Stand der Beratung: im Rat noch nicht behandelt.
INTERPELLATION vom 19.6.2014
Genügen die Massnahmen des Bundes gegen die zunehmenden Zecken-Risiken?
Kathi Riklin
Nationalrätin CVP Kanton Zürich
Die Antwort des Bundesrates auf meine Interpellation zu Massnahmen gegen Zecken-Risiken führt zu folgenden weiteren Fragen: 1. Das Schweizerische Kompe-
tenzzentrum für Zeckenkrankheiten wurde 2013 aufgegeben. Öffentlichkeit und Ärzteschaft wurden nie sichtbare Ergebnisse kommuniziert. a. Wie viele Mittel wurden diesem direkt oder indirekt vom Bund zur Verfügung gestellt? b. Ist der Bund der Meinung, dass sich der Aufwand gelohnt hat? c. Was war aus seiner Sicht oder des BAG der Nutzen und Ertrag dieses Projektes? d. Hat man es aufgegeben, weil es nichts gebracht hat? e. Wenn Letzteres der Grund war, wieso hat man es nicht verbessert? Die Absicht war ja ursprünglich eine sehr gute, sinnvolle und unterstützungswürdige.

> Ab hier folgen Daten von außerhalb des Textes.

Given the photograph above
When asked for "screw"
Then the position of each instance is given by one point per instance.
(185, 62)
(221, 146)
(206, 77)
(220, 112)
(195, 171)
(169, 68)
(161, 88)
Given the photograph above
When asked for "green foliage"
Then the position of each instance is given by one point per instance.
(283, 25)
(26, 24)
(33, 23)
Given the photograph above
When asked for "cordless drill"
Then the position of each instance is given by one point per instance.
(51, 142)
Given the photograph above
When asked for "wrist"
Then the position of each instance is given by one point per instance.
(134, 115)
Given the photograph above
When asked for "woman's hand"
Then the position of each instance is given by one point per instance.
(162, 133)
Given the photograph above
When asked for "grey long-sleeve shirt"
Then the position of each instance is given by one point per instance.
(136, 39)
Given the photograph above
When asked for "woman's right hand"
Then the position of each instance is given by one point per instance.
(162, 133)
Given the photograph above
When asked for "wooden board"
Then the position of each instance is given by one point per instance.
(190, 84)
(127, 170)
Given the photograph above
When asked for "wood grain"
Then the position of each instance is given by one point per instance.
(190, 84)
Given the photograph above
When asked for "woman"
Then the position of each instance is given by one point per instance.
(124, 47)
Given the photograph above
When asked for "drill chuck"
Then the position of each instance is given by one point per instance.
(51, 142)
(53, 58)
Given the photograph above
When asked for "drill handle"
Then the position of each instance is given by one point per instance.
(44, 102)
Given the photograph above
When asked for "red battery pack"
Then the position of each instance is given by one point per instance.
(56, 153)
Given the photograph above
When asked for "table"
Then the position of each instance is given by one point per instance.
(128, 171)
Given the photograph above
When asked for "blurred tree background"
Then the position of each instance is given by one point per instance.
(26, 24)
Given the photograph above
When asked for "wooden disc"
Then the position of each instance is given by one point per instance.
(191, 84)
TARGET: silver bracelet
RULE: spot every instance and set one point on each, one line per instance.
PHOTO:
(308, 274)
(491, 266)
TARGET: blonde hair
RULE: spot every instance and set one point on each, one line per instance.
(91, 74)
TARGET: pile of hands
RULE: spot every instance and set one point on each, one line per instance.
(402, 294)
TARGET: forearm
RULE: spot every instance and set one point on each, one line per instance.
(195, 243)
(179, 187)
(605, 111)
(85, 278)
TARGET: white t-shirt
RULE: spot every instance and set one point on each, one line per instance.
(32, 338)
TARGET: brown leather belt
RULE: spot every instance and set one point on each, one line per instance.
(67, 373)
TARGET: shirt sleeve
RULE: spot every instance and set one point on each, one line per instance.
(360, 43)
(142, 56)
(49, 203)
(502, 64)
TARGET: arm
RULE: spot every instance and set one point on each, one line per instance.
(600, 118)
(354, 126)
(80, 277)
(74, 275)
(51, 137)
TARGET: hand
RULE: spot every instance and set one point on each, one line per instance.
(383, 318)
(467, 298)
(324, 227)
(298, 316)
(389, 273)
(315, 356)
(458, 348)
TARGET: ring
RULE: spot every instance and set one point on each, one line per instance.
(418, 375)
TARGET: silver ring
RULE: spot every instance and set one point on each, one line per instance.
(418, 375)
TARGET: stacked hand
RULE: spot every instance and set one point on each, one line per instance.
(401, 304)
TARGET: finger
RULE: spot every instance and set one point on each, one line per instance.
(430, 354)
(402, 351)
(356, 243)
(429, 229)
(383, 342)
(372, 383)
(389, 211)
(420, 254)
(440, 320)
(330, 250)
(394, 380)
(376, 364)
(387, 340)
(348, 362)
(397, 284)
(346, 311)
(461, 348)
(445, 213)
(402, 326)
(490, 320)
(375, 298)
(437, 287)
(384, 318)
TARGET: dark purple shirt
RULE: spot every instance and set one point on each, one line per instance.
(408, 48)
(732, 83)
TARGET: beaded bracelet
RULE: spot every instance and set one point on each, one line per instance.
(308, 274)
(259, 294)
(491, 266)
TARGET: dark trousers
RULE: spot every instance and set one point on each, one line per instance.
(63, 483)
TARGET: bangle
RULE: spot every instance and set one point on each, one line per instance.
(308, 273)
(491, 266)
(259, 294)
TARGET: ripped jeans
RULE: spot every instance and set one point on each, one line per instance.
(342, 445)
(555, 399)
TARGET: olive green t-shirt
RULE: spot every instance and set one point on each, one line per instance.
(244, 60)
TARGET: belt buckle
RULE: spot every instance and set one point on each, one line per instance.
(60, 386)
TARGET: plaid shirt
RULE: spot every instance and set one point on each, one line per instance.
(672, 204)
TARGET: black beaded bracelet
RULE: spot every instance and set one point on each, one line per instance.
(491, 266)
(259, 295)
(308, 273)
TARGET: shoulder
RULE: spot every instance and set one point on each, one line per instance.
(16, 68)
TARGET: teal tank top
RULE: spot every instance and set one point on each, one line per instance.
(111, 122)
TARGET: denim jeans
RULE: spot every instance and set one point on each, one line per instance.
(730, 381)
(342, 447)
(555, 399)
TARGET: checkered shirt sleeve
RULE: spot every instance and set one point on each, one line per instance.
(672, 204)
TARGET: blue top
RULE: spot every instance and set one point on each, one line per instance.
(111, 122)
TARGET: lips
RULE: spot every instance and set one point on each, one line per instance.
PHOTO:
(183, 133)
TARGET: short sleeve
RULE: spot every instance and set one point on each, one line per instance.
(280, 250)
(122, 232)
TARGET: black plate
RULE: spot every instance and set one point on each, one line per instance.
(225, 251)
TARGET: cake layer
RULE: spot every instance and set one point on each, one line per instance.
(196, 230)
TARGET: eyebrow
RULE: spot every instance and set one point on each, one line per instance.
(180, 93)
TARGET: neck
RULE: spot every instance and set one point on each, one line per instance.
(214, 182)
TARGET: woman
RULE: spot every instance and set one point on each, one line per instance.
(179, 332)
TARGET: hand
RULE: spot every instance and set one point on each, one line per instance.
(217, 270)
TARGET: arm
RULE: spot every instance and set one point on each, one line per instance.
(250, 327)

2. Ist ein Programm, sei es in der Forschung, Prävention oder Epidemiologie der Zeckenkrankheiten geplant?
3. Zur FSME-Impfung. Die ZeckenRisiko-Gebiete erstrecken sich inzwischen über weite Gebiete der Schweiz. Auch letztes Jahr kamen wieder etwa 100 schwere FSME-Fälle mit Invalidität oder mit Teilinvalidität hinzu. Dies müsste nicht sein, wenn die Bevölkerung geimpft wäre. Die Grundimpfung, die einmal im Leben durchgeführt werden muss, besteht bekanntlich aus 3 Teilimpfungen: 1. Teilimpfung zu Beginn, nach 14 Tagen bis 3 Monaten erfolge die 2. Teilimpfung. Nach der 2. Teilimpfung ist man für 1 Jahr geschützt. 5 bis 12 Monate nach der 2. Teilimpfung wird noch eine 3. Teilimpfung durchgeführt, die dann für 10 Jahre schützt. Alle 10 Jahre wird dann eine einmalige Rappelinjektion durchgeführt. Eine statistisch signifikante Umfrage an über 2000 Personen im Jahr 2014 zeigte, dass 69 Prozent der Bevölkerung die erste Teilimpfung machen liessen. Leider liessen
aber nur noch 31 Prozent die 2. Injektion durchführen. Korrekt und Langzeit-geimpft für 10 Jahre mit einer 3. Injektion sind aber nur gerade 18 Prozent, was völlig ungenügend und bedenklich ist. In Österreich sind vergleichsweise über 95 Prozent der Bevölkerung vollständig geimpft! Die Untersuchung zeigt, dass sowohl die Ärzteschaft als auch die Bevölkerung vor allem die 3. Injektion vergessen. Ein einfaches Kontrollsystem durch die Impfperson wäre von grossem Nutzen. Wie will das BAG eine bessere Impfrate erzielen? 4. Ist das BAG bereit, im Frühsommer eine Kampagne zu den Zeckenrisiken – ähnlich der AidsKampagnen – zu lancieren?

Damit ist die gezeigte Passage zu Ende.